Mieux aurait valu de s’adresser à l’océan lui-même. Le commandant écarta son verre d’un doigt, puis cherchant à retenir une rage débordante, qui faisait se tendre ses muscles : il n’avait jamais, à aucun moment, abandonné sa mission. Il avait fait halte pour réparer, aussitôt la réparation achevée Saures mettrait cap sur les cent bâtiments du Liscord, en vitesse de combat s’il le fallait. Les officiers accoururent à ses côtés pour le calmer. Il répéta encore, et Arnevin se demanda s’il jouait une comédie, que le Dominant maintenait sa mission.
« Bien. »
Nullement touché, l’amiral Prévert tint cette fois tête à son subordonné, et ne lui répondit que « bien. » Puis il se tourna vers Ertanger et lui ordonna directement de détruire Roland.

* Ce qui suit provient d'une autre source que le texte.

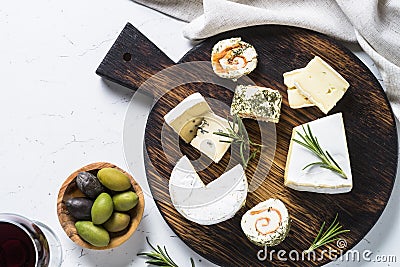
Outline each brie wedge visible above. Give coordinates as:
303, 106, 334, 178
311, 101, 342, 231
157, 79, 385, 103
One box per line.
285, 113, 353, 194
164, 93, 230, 163
169, 156, 248, 225
293, 56, 350, 114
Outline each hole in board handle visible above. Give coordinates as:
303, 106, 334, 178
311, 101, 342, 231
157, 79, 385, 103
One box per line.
122, 53, 132, 61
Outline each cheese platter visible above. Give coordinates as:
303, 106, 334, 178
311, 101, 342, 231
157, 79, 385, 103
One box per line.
96, 23, 398, 266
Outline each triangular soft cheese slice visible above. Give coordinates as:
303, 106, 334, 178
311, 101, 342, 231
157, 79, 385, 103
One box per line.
169, 156, 248, 225
285, 113, 353, 194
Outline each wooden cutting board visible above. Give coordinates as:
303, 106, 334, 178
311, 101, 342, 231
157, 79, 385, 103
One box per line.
97, 24, 398, 266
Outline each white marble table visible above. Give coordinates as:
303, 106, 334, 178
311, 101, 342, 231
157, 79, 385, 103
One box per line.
0, 0, 400, 266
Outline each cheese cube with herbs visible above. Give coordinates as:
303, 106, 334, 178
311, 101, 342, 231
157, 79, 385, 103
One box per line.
231, 85, 282, 123
293, 56, 350, 114
164, 93, 230, 163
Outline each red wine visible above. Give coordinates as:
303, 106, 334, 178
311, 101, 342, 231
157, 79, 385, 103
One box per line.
0, 222, 36, 267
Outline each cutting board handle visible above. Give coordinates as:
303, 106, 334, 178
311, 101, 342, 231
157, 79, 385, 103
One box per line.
96, 23, 175, 96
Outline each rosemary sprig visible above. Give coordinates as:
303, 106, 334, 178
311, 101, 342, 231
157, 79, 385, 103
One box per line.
137, 237, 195, 267
293, 124, 347, 179
305, 214, 350, 253
213, 114, 263, 168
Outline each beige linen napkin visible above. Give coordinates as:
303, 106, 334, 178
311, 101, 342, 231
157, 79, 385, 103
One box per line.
134, 0, 400, 119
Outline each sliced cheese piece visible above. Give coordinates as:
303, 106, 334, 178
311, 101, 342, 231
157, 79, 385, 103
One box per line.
287, 88, 315, 109
284, 113, 353, 194
231, 85, 282, 123
283, 68, 304, 89
164, 93, 230, 163
283, 68, 315, 109
293, 56, 350, 114
169, 156, 248, 225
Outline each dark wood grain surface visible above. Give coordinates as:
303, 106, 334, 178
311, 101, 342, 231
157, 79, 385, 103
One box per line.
97, 24, 398, 266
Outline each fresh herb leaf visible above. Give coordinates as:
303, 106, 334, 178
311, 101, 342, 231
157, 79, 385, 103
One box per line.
137, 237, 195, 267
293, 124, 347, 179
213, 114, 263, 168
305, 214, 350, 253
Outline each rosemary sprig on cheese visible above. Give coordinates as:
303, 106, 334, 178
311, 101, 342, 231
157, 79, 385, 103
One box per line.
213, 115, 263, 168
293, 125, 347, 179
137, 237, 195, 267
305, 214, 350, 253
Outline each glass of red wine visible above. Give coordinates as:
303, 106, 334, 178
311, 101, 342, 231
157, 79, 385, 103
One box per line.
0, 213, 62, 267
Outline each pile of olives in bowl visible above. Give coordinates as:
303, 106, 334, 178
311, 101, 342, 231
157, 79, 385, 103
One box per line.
57, 163, 144, 249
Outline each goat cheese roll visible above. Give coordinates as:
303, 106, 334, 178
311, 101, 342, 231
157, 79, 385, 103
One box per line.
211, 37, 257, 80
241, 198, 290, 246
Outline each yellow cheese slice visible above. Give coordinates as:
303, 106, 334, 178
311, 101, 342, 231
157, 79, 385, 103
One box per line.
293, 56, 350, 114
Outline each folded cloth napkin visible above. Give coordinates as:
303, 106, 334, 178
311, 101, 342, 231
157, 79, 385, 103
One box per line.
134, 0, 400, 119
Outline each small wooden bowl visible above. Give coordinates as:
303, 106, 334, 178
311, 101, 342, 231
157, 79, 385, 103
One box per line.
57, 162, 144, 250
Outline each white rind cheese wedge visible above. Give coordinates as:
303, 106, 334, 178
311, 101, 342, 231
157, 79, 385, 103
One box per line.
190, 113, 231, 163
169, 156, 248, 225
293, 56, 350, 114
241, 198, 290, 246
164, 93, 230, 163
283, 68, 315, 109
285, 113, 353, 194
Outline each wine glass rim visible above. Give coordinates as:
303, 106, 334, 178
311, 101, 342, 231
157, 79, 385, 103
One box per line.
0, 213, 41, 266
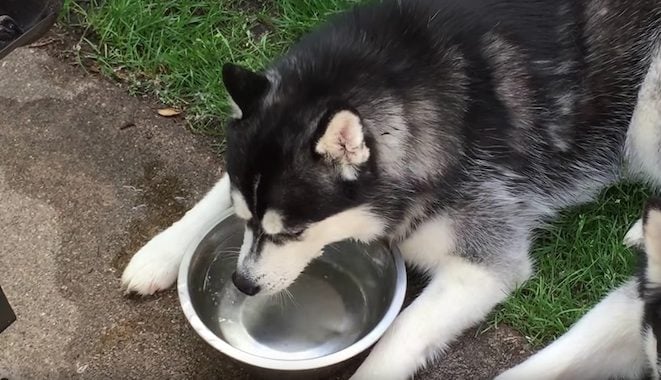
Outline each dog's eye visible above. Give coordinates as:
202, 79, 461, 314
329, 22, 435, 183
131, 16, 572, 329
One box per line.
289, 227, 305, 237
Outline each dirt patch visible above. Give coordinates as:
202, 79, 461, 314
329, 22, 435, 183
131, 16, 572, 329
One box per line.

« Je ne le ferai pas, amiral. »
« Et pourquoi ? »
Le lieutenant se permit de ricaner. Il lui sortit l’enveloppe, endommagée par le temps, où se trouvaient ses ordres, l’enveloppe jaune qu’il avait lue devant Tristan. Les deux conditions pour ordonner la destruction était, sur ordre du commandant ou, sur intuition personnelle. Ertanger se tourna vers Saures, qui ne prit pas la peine de répondre. Après quoi le lieutenant ajouta qu’il suivait son intuition personnelle.
Sans se démonter, Prévert ordonna que l’unité des forces spéciales entre en action. Le capitaine Londant s’avança alors, en hochant négativement la tête. Il avait bien transmis l’ordre, et le sergent avait aussitôt informé qu’il avait ses ordres. L’amirauté se retrouvait impuissante à contrôler l’équipage, et sans le haut commandement, ne pouvait rien faire. Mais Prévert sut que même le haut commandement ne l’emporterait pas, pas sans affronter l’équipage. Il eut le même réflexe de porter la main à son pistolet et cette fois tous les officiers suivirent son geste.

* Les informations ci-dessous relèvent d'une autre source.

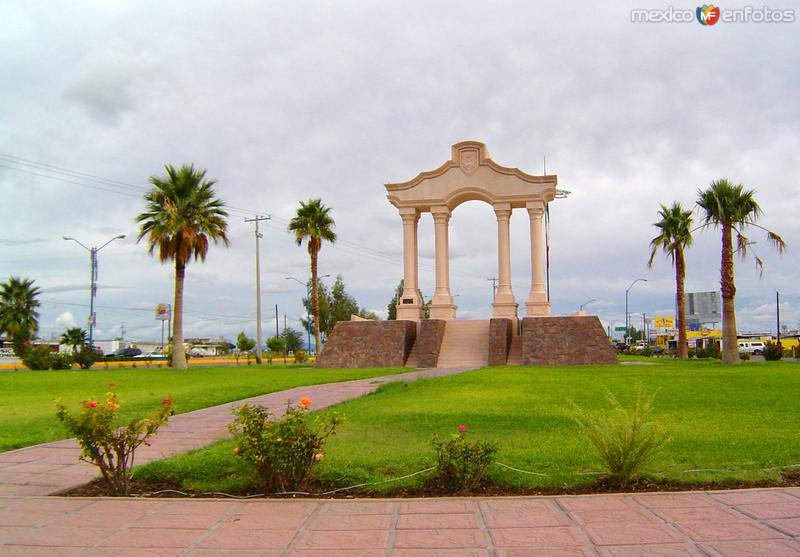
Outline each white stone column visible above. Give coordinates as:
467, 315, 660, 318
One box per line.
397, 207, 423, 321
431, 205, 456, 319
492, 203, 517, 318
525, 201, 550, 317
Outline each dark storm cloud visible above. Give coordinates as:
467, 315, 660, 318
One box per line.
0, 2, 800, 336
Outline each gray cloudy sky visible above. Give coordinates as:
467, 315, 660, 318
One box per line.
0, 0, 800, 340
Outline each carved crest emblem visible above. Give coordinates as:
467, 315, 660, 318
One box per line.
459, 149, 480, 174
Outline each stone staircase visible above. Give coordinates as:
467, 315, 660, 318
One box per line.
436, 319, 489, 367
506, 335, 522, 366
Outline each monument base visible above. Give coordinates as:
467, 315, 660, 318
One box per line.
431, 304, 458, 319
492, 302, 519, 322
525, 302, 550, 317
522, 316, 618, 366
395, 304, 425, 321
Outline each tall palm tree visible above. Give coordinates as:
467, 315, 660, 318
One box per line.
0, 277, 41, 356
647, 201, 692, 359
136, 164, 229, 369
60, 327, 88, 354
697, 178, 786, 364
289, 198, 336, 351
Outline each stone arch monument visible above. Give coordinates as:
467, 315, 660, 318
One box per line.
314, 141, 616, 368
386, 141, 557, 321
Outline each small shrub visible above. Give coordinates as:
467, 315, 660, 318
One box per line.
72, 346, 101, 369
764, 342, 783, 362
432, 425, 497, 493
697, 346, 722, 360
228, 397, 342, 493
572, 387, 671, 487
50, 352, 72, 369
22, 346, 53, 371
56, 385, 175, 495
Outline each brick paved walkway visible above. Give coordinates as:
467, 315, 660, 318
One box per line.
0, 368, 476, 496
0, 488, 800, 557
0, 369, 800, 557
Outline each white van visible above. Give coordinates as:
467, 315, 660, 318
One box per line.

Alors Prévert se mit à sourire, d’un sourire en coin, puis à rire, par éclats, puis franchement, d’un grand rire presque fou.
« Vous me défiez ? Vous osez me défier ? » Aussitôt sérieusement : « Non, vraiment. N’essayez pas. » L’équipage se tenait en garde. Arnevin s’excusa, mais ils étaient en mission. Alors Prévert regarda sa montre, prit une pose qui mimait la réflexion, et soudain : « Vingt-quatre heures. Si le Liscord vous découvre, on vous remorque. S’il y a une panne, on vous remorque. Si vous n’êtes pas reparti d’ici huitante-six mille quatre cents secondes, on vous remorque. »

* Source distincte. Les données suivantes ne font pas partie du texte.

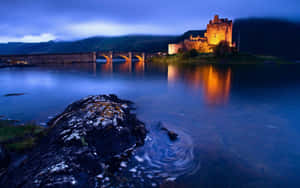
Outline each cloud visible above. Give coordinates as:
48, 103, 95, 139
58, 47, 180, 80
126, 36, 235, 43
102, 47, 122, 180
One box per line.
66, 21, 172, 37
0, 33, 56, 43
0, 0, 300, 42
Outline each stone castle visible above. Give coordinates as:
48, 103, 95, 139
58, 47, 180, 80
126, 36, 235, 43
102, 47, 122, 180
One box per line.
168, 15, 235, 55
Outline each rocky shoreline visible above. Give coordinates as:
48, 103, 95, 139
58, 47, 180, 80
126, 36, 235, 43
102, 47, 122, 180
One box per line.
0, 95, 147, 188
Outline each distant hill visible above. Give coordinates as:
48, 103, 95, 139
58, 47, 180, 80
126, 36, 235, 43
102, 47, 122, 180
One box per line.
0, 18, 300, 60
233, 18, 300, 60
0, 35, 177, 54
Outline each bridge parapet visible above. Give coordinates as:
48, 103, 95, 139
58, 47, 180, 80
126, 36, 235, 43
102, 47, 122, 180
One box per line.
96, 51, 146, 62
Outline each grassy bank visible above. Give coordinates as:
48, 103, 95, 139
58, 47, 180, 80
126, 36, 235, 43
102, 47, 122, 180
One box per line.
151, 54, 293, 64
0, 120, 46, 152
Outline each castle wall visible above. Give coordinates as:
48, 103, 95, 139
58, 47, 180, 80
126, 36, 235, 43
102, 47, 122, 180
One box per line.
168, 43, 183, 55
184, 40, 212, 53
205, 16, 232, 46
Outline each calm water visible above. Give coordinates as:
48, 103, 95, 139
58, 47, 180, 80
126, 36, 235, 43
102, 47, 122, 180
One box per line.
0, 62, 300, 187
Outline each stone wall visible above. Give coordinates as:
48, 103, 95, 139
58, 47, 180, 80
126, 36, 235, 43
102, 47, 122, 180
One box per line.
205, 15, 232, 46
168, 43, 183, 55
184, 40, 212, 53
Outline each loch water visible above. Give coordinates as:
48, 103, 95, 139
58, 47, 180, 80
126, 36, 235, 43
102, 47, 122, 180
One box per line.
0, 62, 300, 187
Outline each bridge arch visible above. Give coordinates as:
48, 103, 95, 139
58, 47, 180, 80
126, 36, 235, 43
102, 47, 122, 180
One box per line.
133, 55, 145, 62
96, 54, 111, 62
116, 55, 131, 61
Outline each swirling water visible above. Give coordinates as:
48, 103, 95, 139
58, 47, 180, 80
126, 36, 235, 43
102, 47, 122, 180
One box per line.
0, 62, 300, 187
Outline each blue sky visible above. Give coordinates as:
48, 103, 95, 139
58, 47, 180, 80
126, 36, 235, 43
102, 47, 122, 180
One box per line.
0, 0, 300, 42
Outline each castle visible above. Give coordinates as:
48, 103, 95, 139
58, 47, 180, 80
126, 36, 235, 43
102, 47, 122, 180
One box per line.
168, 15, 235, 55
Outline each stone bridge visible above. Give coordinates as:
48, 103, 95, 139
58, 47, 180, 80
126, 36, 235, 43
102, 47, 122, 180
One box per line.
0, 51, 150, 64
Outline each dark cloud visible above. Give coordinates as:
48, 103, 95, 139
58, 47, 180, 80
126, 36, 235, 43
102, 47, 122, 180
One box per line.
0, 0, 300, 41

De retour à son hélicoptère, sur la poupe du Dominant, l’amiral se retourna pour voir les officiers, les fusiliers et les forces spéciales le saluer, et il crut lire cette fois le contentement qui aurait trahi une volonté derrière cette panne. Mais la complicité qu’il cherchait à faire naître dans l’équipage, il la retrouva en lui. Déjà l’amirauté le rappelait pour ordonner le départ du Dominant, ou toute mesure nécessaire. Prévert répondit qu’il avait des éléments nouveaux, que la situation était sous contrôle et que la mission se poursuivait.
Arnevin suivait, la main en visière, l’hélicoptère qui décollait. Il fut interpellé par le lieutenant de magasin qui le trouva bien allègre, presque trop content. Le lieutenant lui proposa une partie de cartes, puis : « Mais croyez-vous que c’est le bon choix ? » Ils savaient que non, que leur décision déraisonnable pouvait entraîner la guerre. Arnevin laissa entendre qu’ils la voulaient, peut-être. En tout cas il en était sûr, il n’y avait pas de panne. Ils n’étaient que les marionnettes de Roland, opposés aux marionnettes de Gilles : ce fut ainsi qu’Ertanger, dans un dernier ricanement, lui présenta toute l’histoire.